There are, of course, many other AI subjects that provide a rich reservoir of potential electives. For example, subjects such as Embodied Intelligence (6.836) and Medical Informatics (6.894) present specialized points of view or highly focused, practically oriented material.

Core Brain and Cognitive Psychology Subjects

We are, of course, less able to assess what subjects should be at the center of the mind part of the program, but we imagine that the following are good candidates:

Subject Need MIT Approximation
Introduction to Psychology 9.01
Experimental Methods ?
Cognitive and Developmental Psychology ?
Linguistics and Cognition ?
Neurophysiology and Brain Anatomy 9.011

The Human Interface

Our biggest need is to think through the Human Interface part of the program. Potential subjects include:

Subject Need MIT Approximation
Human Factor Psychology ?
Human Interface Technology ?

The human-interface subject might, conceivably cover elements of speech and graphics systems.

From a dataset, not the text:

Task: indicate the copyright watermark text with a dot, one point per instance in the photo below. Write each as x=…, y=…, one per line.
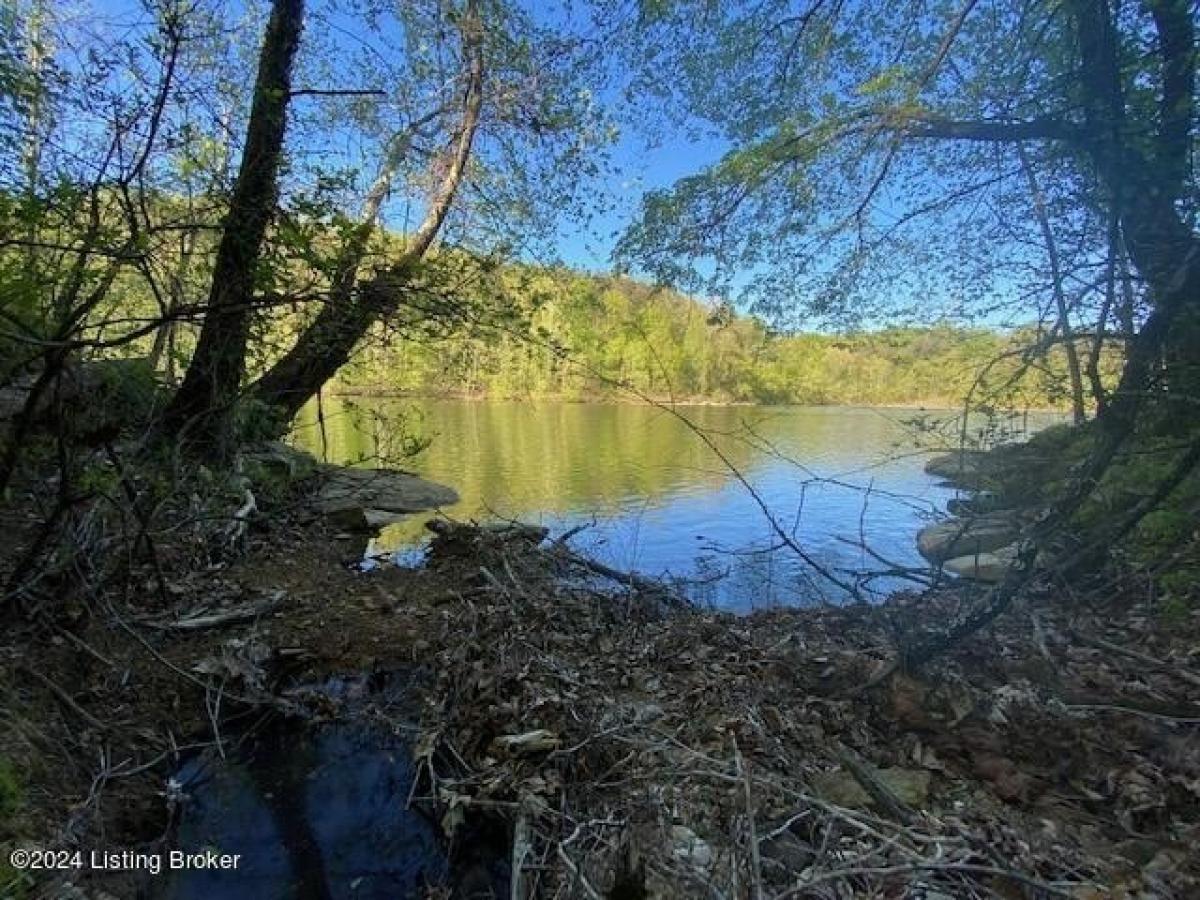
x=120, y=861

Interdisciplinary Subjects

Subject Need MIT Approximation
The Neuron Viewed as a Device ?
The Brain Viewed as a Computational Mechanism ?
Computational Cognitive Science ?
Computational Biology ?

Short Subjects

Certain skills are best taught in intensive, hands-on bursts, in short subjects. Candidates include the following:

Information Search
Building Experimental Apparatus
Commercial Programming Tools and Methods

Exam Subjects

With a view toward helping students learn to learn on their own, certain subjects, with well-worked out and circumscribed content, will be taught via a reading list. Candidates include elementary aspects of the following:

Numerical Methods
Modeling and Simulation
Scientific Literacy

The subject in scientific literacy will include a treatment of estimation, dimensional analysis, units, and useful-to-know physical quantities.